Expo passée
Sucreries
Exposition personnelle d’Elisabeth Fréring
Du 25 octobre au 16 novembre 2014

Rose est la vie

Rose bonbon

Rose le petit chaperon rouge

Rose la faim du loup

Rose les malabars au nez et à la barbe à papa

Rose la fête foraine et l’entracte

Rose les perles de couleur

Le rose est une sucrerie

 

Elisabeth Fréring que la galerie promeut depuis 5 ans et qu’elle a montrée en mars dernier à Scope New-York 2014, revient pour une exposition personnelle à Strasbourg qu’elle n’avait pas eu depuis 2011. Vous aurez l’occasion de découvrir de nouveaux dessins ainsi que des sculptures en verre que la galerie a produite.
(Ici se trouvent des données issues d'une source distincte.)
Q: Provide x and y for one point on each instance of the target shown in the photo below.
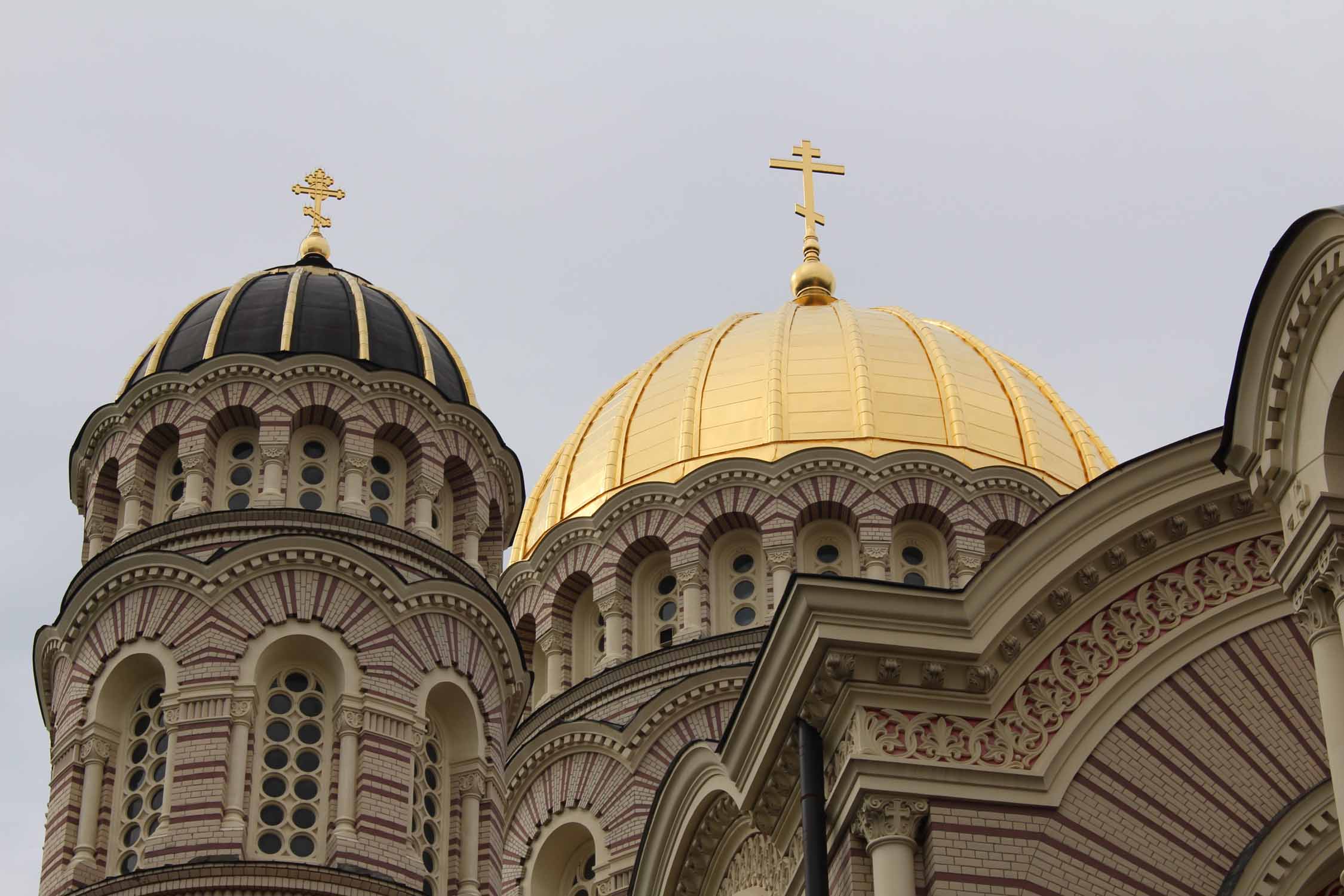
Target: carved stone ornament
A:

Article de Françoise Urban-Menninger pour Hebdoscope de décembre 2014.

Sucreries d’Elisabeth Fréring

A la Galerie Bertrand Gillig

A l’instar de la petite madeleine de Proust le doux vocable « sucreries » lève sous notre palais et sur notre langue de douces réminiscences qui nous ramènent sur les lieux magiques de l’enfance où la couleur rose tient la dragée haute.

Car Elisabeth Fréring l’avoue sans détour, le rose a partie liée avec la barbe à papa, la fête foraine, les sucres d’orge, les contes de fées qui ont bercé ses premières années. Le rose est une clé qui permet à l’artiste de passer de l’autre côté du miroir comme l’Alice de Lewis Caroll.

Or le rose n’est-il pas d’emblée cette couleur ambiguë dont Jean Ray affirmait qu’elle était « le bâtard du rouge triomphant » ? Quant à Homère, il qualifiait le rose de couleur fragile et éphémère et l’avait placée instinctivement dans le champ de la subjectivité poétique.

C’est cette ambivalence que l’on pressent en appréhendant des œuvres d’Elisabeth Fréring. Les aquarelles sur papier d’Arches ajoutent des notes poudrées à la tenue rose lavé du Petit Chaperon Rouge qui s’initie au jeu dangereux de la séduction avec le loup qui rôde, toujours à l’affût dans les œuvres…

Symbole de la virilité au Moyen Age, le rose devient vers 1940 en Occident une couleur exclusivement féminine marquée du sceau de la séduction et du plaisir, voire de l’érotisme et de la pornographie avec l’apparition des sex-shops. D’ailleurs au XIXe siècle la robe de la prostituée s’empare du rouge qui symbolise dès lors la couleur de tous les excès.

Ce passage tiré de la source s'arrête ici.